[This post is sheer speculation; I may be way off. Read accordingly.] Longtime readers will recall the dispute in 2005-2006 over the legality of the Bush Administration’s warrantless wiretapping program, aka the “Terrorist Surveillance Program,” which was revealed in December 2005 by the New York Times. Recall that several DOJ officials threatened to resign over the program as unlawful in 2004, but then changes to the program were made to satisfy them that the program was lawful. As best I can recall — it has been a few years — the leading theory for what changes were made to make the program legal was that program was changed to be based on the AUMF instead of the President’s Article II power. I thought of that dispute when I read this passage in today’s Post story on PRISM:
Between 2004 and 2007, Bush administration lawyers persuaded federal FISA judges to issue surveillance orders in a fundamentally new form. Until then the government had to show probable cause that a particular “target” and “facility” were both connected to terrorism or espionage.
In four new orders, which remain classified, the court defined massive data sets as “facilities” and agreed to certify periodically that the government had reasonable procedures in place to minimize collection of “U.S. persons” data without a warrant.
I’m probably way off on this, but I wonder: Is that what changed and allowed the TSP to continue? The timing would be right, as the changes from Goldsmith/Comey et. al. started in 2004 and the Protect America Act came around to formally approve the TSP program (at least in some form) in 2007. And recall yesterday’s post on the NSA call records program, and in particular the legal ambiguity that led to FISA court orders allowing it:
Section 1861 says that the “things” that are collected must be relevant to a national security investigation or threat assessment, but it says nothing about the scope of the things obtained. When dealing with a physical object, we naturally treat relevance on an object-by-object basis. Sets of records are different.
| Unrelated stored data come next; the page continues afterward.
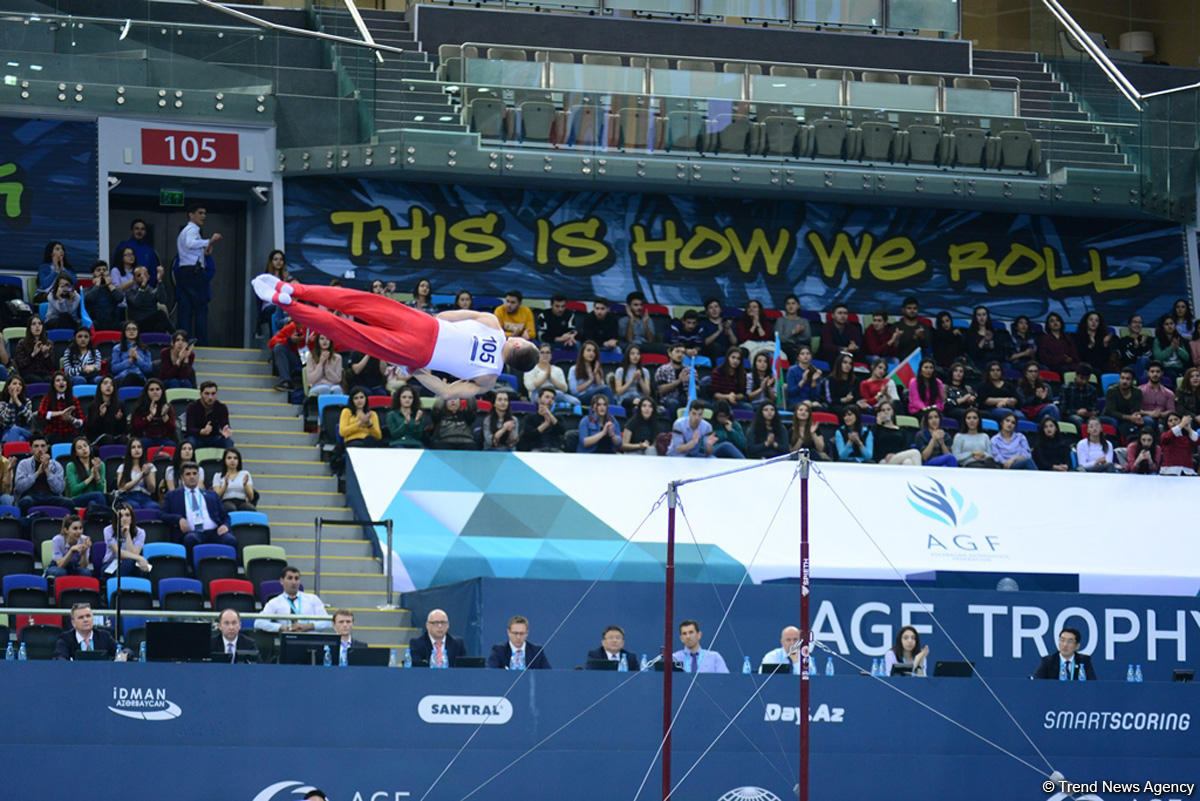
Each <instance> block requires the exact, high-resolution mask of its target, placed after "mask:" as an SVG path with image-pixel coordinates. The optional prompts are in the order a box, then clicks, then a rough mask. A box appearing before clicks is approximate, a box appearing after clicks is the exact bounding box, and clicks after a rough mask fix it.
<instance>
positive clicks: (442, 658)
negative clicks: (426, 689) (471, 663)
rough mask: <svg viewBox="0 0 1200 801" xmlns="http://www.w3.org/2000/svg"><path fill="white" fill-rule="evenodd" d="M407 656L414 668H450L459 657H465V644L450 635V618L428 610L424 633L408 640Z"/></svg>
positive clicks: (442, 611) (454, 662) (453, 666)
mask: <svg viewBox="0 0 1200 801" xmlns="http://www.w3.org/2000/svg"><path fill="white" fill-rule="evenodd" d="M408 654H409V656H412V657H413V664H415V666H426V664H427V666H430V667H434V668H450V667H454V663H455V660H457V658H458V657H460V656H467V644H466V643H464V642H463V639H462V638H461V637H455V636H454V634H451V633H450V616H449V615H446V613H445V612H443V610H442V609H430V614H427V615H425V631H424V632H421V634H420V636H419V637H414V638H412V639H410V640H408Z"/></svg>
If Verizon has a database containing records of billions of phone calls made by millions of customers, is that database a single thing, millions of things, or billions of things? Is relevance measured by each record, each customer, or the relevance of the entire database as a whole? If the entire massive database has a single record that is relevant, does that make the entire database relevant, too? The statute doesn’t directly answer that, it seems to me. But certainly it’s surprising — and troubling — if the Section 1861 relevance standard is being interpreted at the database-by-database level.
Maybe I’m just misreading the two paragraphs from today’s Post story, but it sounds like there was a similarly broad reinterpretation of FISA in 2004. By reading a massive data set as a “facility,” the government could get FISA court orders allowing massive-scale surveillance from the 2004-07 period.
Did that authorize the TSP, at least formally? Maybe. Although maybe I’m way off. Think about it: If that authorized the TSP, it would mean that the Bush Administration’s TSP actually did have a warrant — it’s just that it was a single warrant for the entire program. It seems hard to believe that the Bush Administration wouldn’t have let on about that if there were such an order from the FISA court. But then the order was and still is classified, so I suppose it’s possible that they didn’t acknowledge the existence of the warrant even though it existed.
Anyway, just some uninformed speculation on my part. I’m curious what readers think.